The Fourth District Court of Appeals in California ruled Thursday that the Superior Court of Orange County, Calif., erred in limiting the scope of Kahn's 2011 trial.
In that trial, a jury was instructed to decide narrowly whether Kahn's Superior Automotive Group was delinquent in repaying its Nissan loans.
Kahn has acknowledged all along that it was delinquent, and that all parties in the matter knew it. But his lawsuit against the finance company alleged that Nissan had made special repayment arrangements with him -- and then reneged on the arrangements when the economy worsened.
The jury in that case awarded Nissan $40 million in damages from Kahn for breach of contract.
This week's appeals ruling allows Kahn and his lawyers to present a broader version of the case to a new Superior Court jury.

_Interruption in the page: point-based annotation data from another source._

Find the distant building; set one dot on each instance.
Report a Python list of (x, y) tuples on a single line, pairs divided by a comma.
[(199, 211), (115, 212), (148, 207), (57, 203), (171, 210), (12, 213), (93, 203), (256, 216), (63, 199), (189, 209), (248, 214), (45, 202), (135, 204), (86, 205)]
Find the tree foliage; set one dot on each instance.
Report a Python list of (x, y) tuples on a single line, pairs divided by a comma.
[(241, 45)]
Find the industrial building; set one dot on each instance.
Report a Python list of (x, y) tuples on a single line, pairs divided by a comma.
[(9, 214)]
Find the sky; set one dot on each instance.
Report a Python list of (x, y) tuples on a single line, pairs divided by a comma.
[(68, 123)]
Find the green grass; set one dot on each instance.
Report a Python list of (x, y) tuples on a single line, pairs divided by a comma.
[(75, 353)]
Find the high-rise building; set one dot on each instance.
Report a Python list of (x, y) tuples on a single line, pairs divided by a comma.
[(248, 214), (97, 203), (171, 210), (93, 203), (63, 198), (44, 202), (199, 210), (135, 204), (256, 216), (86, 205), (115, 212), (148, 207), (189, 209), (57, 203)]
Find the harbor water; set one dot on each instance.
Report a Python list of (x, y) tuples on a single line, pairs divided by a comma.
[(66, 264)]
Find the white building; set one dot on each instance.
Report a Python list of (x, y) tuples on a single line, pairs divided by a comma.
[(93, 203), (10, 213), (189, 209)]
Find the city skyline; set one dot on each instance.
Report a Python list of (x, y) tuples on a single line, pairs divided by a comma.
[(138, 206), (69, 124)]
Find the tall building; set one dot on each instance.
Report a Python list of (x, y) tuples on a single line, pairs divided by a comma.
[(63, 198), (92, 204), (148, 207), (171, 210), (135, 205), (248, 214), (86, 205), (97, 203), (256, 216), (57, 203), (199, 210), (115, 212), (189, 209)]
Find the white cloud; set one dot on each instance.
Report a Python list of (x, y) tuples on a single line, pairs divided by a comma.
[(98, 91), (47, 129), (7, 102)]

Kahn's lawyer, Skip Miller of Los Angeles, said the now-unemployed dealer will seek "well over $100 million" in damages from Nissan when the trial goes forward this year.
"Mike Kahn was a superstar dealer, and Nissan destroyed his business and destroyed him," Miller said in a phone interview.
A statement issued by Nissan on Friday said that a second trial will not change the jury’s award of $40 million to Nissan -- but only address Kahn’s counterclaims for damages.
“The judgment for Nissan against Mr. Kahn stands and is unaffected by this outcome,” the statement said. “The jury's verdict awarding $40 million was not affected, and we are confident that in any retrial, Mr. Kahn's claims will once again be rejected.”
The company and its once-high-flying dealer have been battling since February 2009, when Nissan declared him delinquent on his factory loans and cancelled all financing for six of Kahn's seven California dealerships.
Nissan later sued to reclaim $40 million in outstanding loans, which covered five Nissan stores and a Toyota store.
Kahn countersued for approximately $100 million, contending Nissan officials had permitted him to operate despite delinquent payments.
It is standard industry practice for automakers to cut off financing to dealerships that fail to repay factory loans as scheduled. Many dealerships closed during the economic turmoil of 2008-10.
Kahn's 2010 lawsuit alleged that Nissan officials promised in late 2008 and January 2009 to help him work through the economic crisis and pay off his delinquent loans.
The suit alleged that Nissan then abruptly pulled the financing in the first quarter of 2009 and seized his inventories, his home and other assets.